NMU steps up effort to create plans for sustainability

NMU steps up effort to create plans for sustainability

Noah Hausmann

Leaders of the NMU Sustainability Advisory Council spoke at a Campus Sustainability Summit in Jamrich on Friday to present the council’s findings on Northern’s environmental impact and to gather input from the public on strategies for increasing sustainable practices.

Sarah Mittlefehldt, council co-chair and assistant professor of earth, environmental and geographical sciences and council member Jes Thompson, assistant professor of communication and performance studies, led the summit. The council includes over 20 members from many university departments.

“A lot of the key movers and shakers are here—people who are educated and have experience,” Mittlefehldt said on Friday. “This event is just a first step among many.”

The council shared highlights from its Sustainability Tracking, Assessment and Rating System (S.T.A.R.S) inventory. The study, conducted over the last year, evaluated NMU’s environmental impact using the previous three years’ data compiled from across departments.

The inventory has earned NMU a bronze certification from the Association for Advancement of Sustainability in Higher Education. S.T.A.R.S is a self-reporting framework for colleges to gauge their performance. Institutions are rated bronze to platinum in their level of sustainability.

“We want to walk the walk. Let’s put action behind the rhetoric,” Thompson told the audience, mentioning her sustainability efforts at Colorado State University. “I was at a school that started bronze, and when I left we were platinum. We did it because we were strategic.”

The inventory created a baseline for Northern to measure its current state and to plan for future progress. Sustainability was defined as meeting the needs of the present without compromising the ability to meet the needs of future generations.

Along with question-and-answer sessions, 50 short-term and long-term ideas to increase sustainability in several categories were presented. Attendees, about 25 university and community members, were asked to help prioritize these strategies. The goal of the council is to have data-driven recommendations and measurable objectives to present to President Fritz Erickson and the NMU Board of Trustees in April.

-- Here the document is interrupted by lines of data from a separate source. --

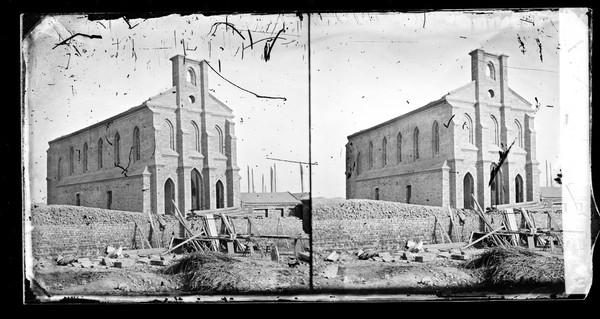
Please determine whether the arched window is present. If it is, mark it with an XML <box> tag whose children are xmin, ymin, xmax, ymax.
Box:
<box><xmin>192</xmin><ymin>121</ymin><xmax>200</xmax><ymax>152</ymax></box>
<box><xmin>515</xmin><ymin>174</ymin><xmax>523</xmax><ymax>203</ymax></box>
<box><xmin>463</xmin><ymin>113</ymin><xmax>475</xmax><ymax>144</ymax></box>
<box><xmin>185</xmin><ymin>68</ymin><xmax>196</xmax><ymax>86</ymax></box>
<box><xmin>113</xmin><ymin>133</ymin><xmax>121</xmax><ymax>166</ymax></box>
<box><xmin>381</xmin><ymin>137</ymin><xmax>387</xmax><ymax>166</ymax></box>
<box><xmin>431</xmin><ymin>121</ymin><xmax>440</xmax><ymax>156</ymax></box>
<box><xmin>485</xmin><ymin>62</ymin><xmax>496</xmax><ymax>80</ymax></box>
<box><xmin>57</xmin><ymin>157</ymin><xmax>62</xmax><ymax>181</ymax></box>
<box><xmin>492</xmin><ymin>115</ymin><xmax>500</xmax><ymax>146</ymax></box>
<box><xmin>396</xmin><ymin>133</ymin><xmax>402</xmax><ymax>163</ymax></box>
<box><xmin>413</xmin><ymin>127</ymin><xmax>419</xmax><ymax>159</ymax></box>
<box><xmin>165</xmin><ymin>120</ymin><xmax>175</xmax><ymax>150</ymax></box>
<box><xmin>83</xmin><ymin>143</ymin><xmax>87</xmax><ymax>172</ymax></box>
<box><xmin>215</xmin><ymin>125</ymin><xmax>225</xmax><ymax>154</ymax></box>
<box><xmin>191</xmin><ymin>169</ymin><xmax>203</xmax><ymax>210</ymax></box>
<box><xmin>463</xmin><ymin>173</ymin><xmax>475</xmax><ymax>209</ymax></box>
<box><xmin>515</xmin><ymin>120</ymin><xmax>523</xmax><ymax>147</ymax></box>
<box><xmin>356</xmin><ymin>152</ymin><xmax>361</xmax><ymax>175</ymax></box>
<box><xmin>369</xmin><ymin>141</ymin><xmax>373</xmax><ymax>168</ymax></box>
<box><xmin>69</xmin><ymin>146</ymin><xmax>75</xmax><ymax>174</ymax></box>
<box><xmin>133</xmin><ymin>126</ymin><xmax>140</xmax><ymax>161</ymax></box>
<box><xmin>164</xmin><ymin>178</ymin><xmax>175</xmax><ymax>215</ymax></box>
<box><xmin>490</xmin><ymin>163</ymin><xmax>504</xmax><ymax>205</ymax></box>
<box><xmin>215</xmin><ymin>180</ymin><xmax>225</xmax><ymax>208</ymax></box>
<box><xmin>98</xmin><ymin>138</ymin><xmax>104</xmax><ymax>169</ymax></box>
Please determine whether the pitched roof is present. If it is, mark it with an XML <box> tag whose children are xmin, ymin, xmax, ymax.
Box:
<box><xmin>240</xmin><ymin>192</ymin><xmax>301</xmax><ymax>204</ymax></box>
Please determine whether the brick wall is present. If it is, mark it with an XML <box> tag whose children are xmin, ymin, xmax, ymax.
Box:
<box><xmin>312</xmin><ymin>200</ymin><xmax>562</xmax><ymax>251</ymax></box>
<box><xmin>30</xmin><ymin>205</ymin><xmax>180</xmax><ymax>256</ymax></box>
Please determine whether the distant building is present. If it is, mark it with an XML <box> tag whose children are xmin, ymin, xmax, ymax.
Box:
<box><xmin>540</xmin><ymin>187</ymin><xmax>562</xmax><ymax>204</ymax></box>
<box><xmin>241</xmin><ymin>192</ymin><xmax>302</xmax><ymax>218</ymax></box>
<box><xmin>346</xmin><ymin>49</ymin><xmax>539</xmax><ymax>208</ymax></box>
<box><xmin>47</xmin><ymin>55</ymin><xmax>240</xmax><ymax>214</ymax></box>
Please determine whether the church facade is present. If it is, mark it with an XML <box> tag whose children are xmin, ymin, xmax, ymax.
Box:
<box><xmin>346</xmin><ymin>49</ymin><xmax>539</xmax><ymax>208</ymax></box>
<box><xmin>47</xmin><ymin>55</ymin><xmax>240</xmax><ymax>214</ymax></box>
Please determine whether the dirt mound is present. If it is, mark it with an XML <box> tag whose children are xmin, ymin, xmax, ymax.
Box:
<box><xmin>465</xmin><ymin>247</ymin><xmax>565</xmax><ymax>285</ymax></box>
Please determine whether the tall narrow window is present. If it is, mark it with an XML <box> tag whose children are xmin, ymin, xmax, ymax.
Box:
<box><xmin>431</xmin><ymin>121</ymin><xmax>440</xmax><ymax>156</ymax></box>
<box><xmin>492</xmin><ymin>115</ymin><xmax>500</xmax><ymax>146</ymax></box>
<box><xmin>191</xmin><ymin>169</ymin><xmax>203</xmax><ymax>210</ymax></box>
<box><xmin>413</xmin><ymin>127</ymin><xmax>419</xmax><ymax>159</ymax></box>
<box><xmin>462</xmin><ymin>114</ymin><xmax>474</xmax><ymax>144</ymax></box>
<box><xmin>165</xmin><ymin>120</ymin><xmax>175</xmax><ymax>150</ymax></box>
<box><xmin>133</xmin><ymin>126</ymin><xmax>140</xmax><ymax>161</ymax></box>
<box><xmin>396</xmin><ymin>133</ymin><xmax>402</xmax><ymax>163</ymax></box>
<box><xmin>69</xmin><ymin>146</ymin><xmax>75</xmax><ymax>174</ymax></box>
<box><xmin>192</xmin><ymin>121</ymin><xmax>200</xmax><ymax>152</ymax></box>
<box><xmin>515</xmin><ymin>120</ymin><xmax>523</xmax><ymax>147</ymax></box>
<box><xmin>515</xmin><ymin>174</ymin><xmax>523</xmax><ymax>203</ymax></box>
<box><xmin>186</xmin><ymin>68</ymin><xmax>196</xmax><ymax>86</ymax></box>
<box><xmin>98</xmin><ymin>138</ymin><xmax>104</xmax><ymax>169</ymax></box>
<box><xmin>83</xmin><ymin>143</ymin><xmax>87</xmax><ymax>172</ymax></box>
<box><xmin>106</xmin><ymin>191</ymin><xmax>112</xmax><ymax>209</ymax></box>
<box><xmin>113</xmin><ymin>133</ymin><xmax>121</xmax><ymax>166</ymax></box>
<box><xmin>369</xmin><ymin>142</ymin><xmax>373</xmax><ymax>168</ymax></box>
<box><xmin>356</xmin><ymin>152</ymin><xmax>361</xmax><ymax>175</ymax></box>
<box><xmin>485</xmin><ymin>62</ymin><xmax>496</xmax><ymax>80</ymax></box>
<box><xmin>215</xmin><ymin>125</ymin><xmax>225</xmax><ymax>154</ymax></box>
<box><xmin>57</xmin><ymin>157</ymin><xmax>62</xmax><ymax>181</ymax></box>
<box><xmin>381</xmin><ymin>137</ymin><xmax>387</xmax><ymax>166</ymax></box>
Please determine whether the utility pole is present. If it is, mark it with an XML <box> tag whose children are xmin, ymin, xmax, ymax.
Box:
<box><xmin>252</xmin><ymin>168</ymin><xmax>256</xmax><ymax>193</ymax></box>
<box><xmin>269</xmin><ymin>167</ymin><xmax>273</xmax><ymax>193</ymax></box>
<box><xmin>273</xmin><ymin>163</ymin><xmax>277</xmax><ymax>193</ymax></box>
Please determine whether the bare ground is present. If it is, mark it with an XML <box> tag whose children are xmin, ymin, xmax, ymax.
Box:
<box><xmin>313</xmin><ymin>243</ymin><xmax>562</xmax><ymax>293</ymax></box>
<box><xmin>32</xmin><ymin>251</ymin><xmax>309</xmax><ymax>296</ymax></box>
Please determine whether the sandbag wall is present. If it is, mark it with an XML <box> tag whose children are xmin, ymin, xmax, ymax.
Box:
<box><xmin>26</xmin><ymin>205</ymin><xmax>181</xmax><ymax>257</ymax></box>
<box><xmin>312</xmin><ymin>199</ymin><xmax>562</xmax><ymax>251</ymax></box>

“There are clear areas that many [attendees] are passionate about, which is exciting,” Thompson added. “That’s what we wanted, so we can go to [Erickson] and say, ‘These are what are important to us.’” Strategies for sustainability that were clearly popular included: create a sustainability office and staff, including a coordinator; provide academic credit and payment for student “EcoReps” to conduct outreach; institute a compost system; reduce food waste and launch a food recovery network to donate to people in need; buy food from more local farms; and incorporate sustainability learning goals into general university education.

Many of the students in attendance were leaders of campus groups promoting environmental awareness and advocacy, and all attendees showed passion for the cause.

“I’m concerned about sustainability on campus,” said senior ecology major Clare Fastiggi. “I hope these ideas don’t just remain ideas. I hope they’re implemented into actions and that the motivations behind them continue on and are shared by the campus body.”